Blueberries do best with 2-4 inches of mulch over the roots to conserve moisture, prevent weeds and add organic matter. Bark mulch, acid compost, sawdust and grass clippings all work well. Repeat every other year. Do not use bark or sawdust from cedar or redwood trees. Do not place mulch directly on the stem(s) of the plant.
Blueberry plants should be heavily pruned each year (after the first 3 or 4 years) to avoid over-fruiting which results in small fruit or poor growth.
One of the biggest mistakes folks make with their blueberries is lack of pruning. We assure you that aggressive, annual pruning will result in healthier, more vigorous plants and more prolific fruit production. Here are some simple tips:
1. Remove low growth around the base.
2. Remove the dead wood, leaving bright colored lateral branches. Cut out any short, discolored branches.
3. Continue pruning until you have removed 1/3 to ½ of the wood out your plants each year. Remember, this will promote growth and berry production so prune away!
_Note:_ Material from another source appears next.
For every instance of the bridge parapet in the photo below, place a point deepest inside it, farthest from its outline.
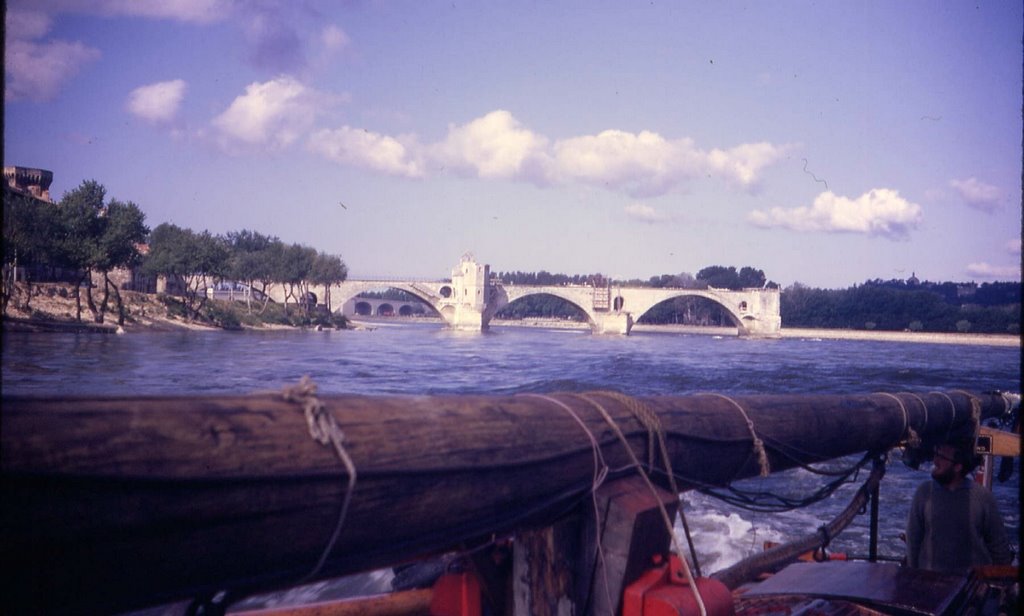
(470, 299)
Once established, blueberries like acid fertilizers such as rhododendron or azalea formulations. (Ask your local garden center for recommendations.) Take care when fertilizing, since blueberries are very sensitive to over-fertilization. Follow label instructions.
It’s ideal to fertilize once in early spring and again in late spring. Be sure to always water thoroughly after fertilizing. For organic fertilizers, blood meal and cottonseed meal work well. Avoid using manures as they can damage the plants.